Kate Winslet Is Joining L'Oréal Paris' A-List 'Sisterhood' as Its New Global Ambassador
The Academy Award-winning actress wants to use her platform to inspire other women to feel "worth it"
Kate Winslet just landed an exciting new beauty deal.
The Academy Award-winning actress, 45, was named L'Oréal Paris' new Global Ambassador, and intends to use her star power to uplift women.
"It's taken work to get to a place where I make no apology for who I am, where I accept my flaws. I'm delighted to join the L'Oréal Paris sisterhood to say: it takes courage and strength to believe that you are worth it," Winslet said in a press release.
The actress admitted that "sometimes, you may not feel worth it at all." But she's hoping that through her new L'Oréal Paris campaign, dropping later in June, she will remind people "that is what makes us all human."
"We all have moments like that," Winslet said. "But, the more you say these words and believe in everything that you truly are, and however you identify, then with time and belief in yourself, you too will feel worth it."

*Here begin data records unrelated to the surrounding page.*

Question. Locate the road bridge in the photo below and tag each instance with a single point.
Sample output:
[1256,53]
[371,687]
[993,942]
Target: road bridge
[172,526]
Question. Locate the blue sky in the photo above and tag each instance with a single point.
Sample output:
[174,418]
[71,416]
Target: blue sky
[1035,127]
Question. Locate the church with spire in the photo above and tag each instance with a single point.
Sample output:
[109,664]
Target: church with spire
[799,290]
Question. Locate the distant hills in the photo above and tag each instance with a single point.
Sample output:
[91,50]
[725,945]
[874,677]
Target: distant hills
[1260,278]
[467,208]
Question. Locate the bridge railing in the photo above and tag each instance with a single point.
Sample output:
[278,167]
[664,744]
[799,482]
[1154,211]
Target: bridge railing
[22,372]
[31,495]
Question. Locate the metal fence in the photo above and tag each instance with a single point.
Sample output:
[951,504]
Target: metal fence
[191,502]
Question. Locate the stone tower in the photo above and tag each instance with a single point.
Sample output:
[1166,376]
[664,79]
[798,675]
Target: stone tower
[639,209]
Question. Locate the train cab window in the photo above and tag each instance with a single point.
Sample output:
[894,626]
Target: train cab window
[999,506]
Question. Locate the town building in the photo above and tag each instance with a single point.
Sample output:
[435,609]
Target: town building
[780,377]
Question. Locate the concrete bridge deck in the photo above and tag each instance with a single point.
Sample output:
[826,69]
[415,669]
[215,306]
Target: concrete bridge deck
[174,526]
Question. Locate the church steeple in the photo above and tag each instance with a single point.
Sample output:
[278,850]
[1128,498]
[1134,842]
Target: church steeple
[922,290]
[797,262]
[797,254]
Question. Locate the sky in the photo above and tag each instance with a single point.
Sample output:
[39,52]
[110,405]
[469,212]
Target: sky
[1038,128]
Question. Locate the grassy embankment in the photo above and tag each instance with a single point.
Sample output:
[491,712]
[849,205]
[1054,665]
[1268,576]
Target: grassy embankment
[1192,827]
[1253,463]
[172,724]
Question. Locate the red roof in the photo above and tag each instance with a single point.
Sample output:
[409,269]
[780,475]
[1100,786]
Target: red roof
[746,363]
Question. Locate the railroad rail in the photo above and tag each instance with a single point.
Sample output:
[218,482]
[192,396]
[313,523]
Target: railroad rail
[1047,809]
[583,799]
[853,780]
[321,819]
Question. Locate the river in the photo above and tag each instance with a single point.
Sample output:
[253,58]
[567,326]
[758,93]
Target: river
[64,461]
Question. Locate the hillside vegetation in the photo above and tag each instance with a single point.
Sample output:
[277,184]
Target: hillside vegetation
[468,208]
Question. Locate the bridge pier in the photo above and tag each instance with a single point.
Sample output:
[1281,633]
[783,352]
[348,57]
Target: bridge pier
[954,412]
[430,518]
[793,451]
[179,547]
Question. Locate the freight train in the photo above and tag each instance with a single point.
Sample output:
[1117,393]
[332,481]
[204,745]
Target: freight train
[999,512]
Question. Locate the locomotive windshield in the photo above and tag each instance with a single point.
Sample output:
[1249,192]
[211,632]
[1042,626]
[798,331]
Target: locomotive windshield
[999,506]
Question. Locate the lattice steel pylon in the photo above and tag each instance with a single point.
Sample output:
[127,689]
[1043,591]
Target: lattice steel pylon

Winslet's joining a crew of other A-list L'Oréal Paris ambassadors, including Viola Davis, Eva Longoria, Helen Mirren, Elle Fanning, Aja Naomi King and Camila Cabello.
The actress told Allure that while staying at home amid the pandemic she started to notice some signs of aging, but decided to give herself grace and embrace the changes. "I've noticed my face and how it's changing a little bit more in the last year because there's just been more time with yourself to look at those things," Winslet told the outlet.
She continued: "What I've found is that — to my relief — I'm just going easy on myself. I'm at an age now where things are changing all the time."
Winslet took on that same mindset to realistically portray her character in HBO's Mare of Easttown, and even pushed back when she looked too retouched in an early promo posters and cuts of the new limited series.
"Listen, I hope that in playing Mare [Sheehan] as a middle-aged woman — I will be 46 in October — I guess that's why people have connected with this character in the way that they have done because there are clearly no filters," she told the New York Times in an interview published on Monday. "She's a fully functioning, flawed woman with a body and a face that moves in a way that is synonymous with her age and her life and where she comes from. I think we're starved of that a bit."
Winslet also sent back a retouched promo poster, telling the outlet she knows "how many lines I have by the side of my eye" and asked the designers to put them back in.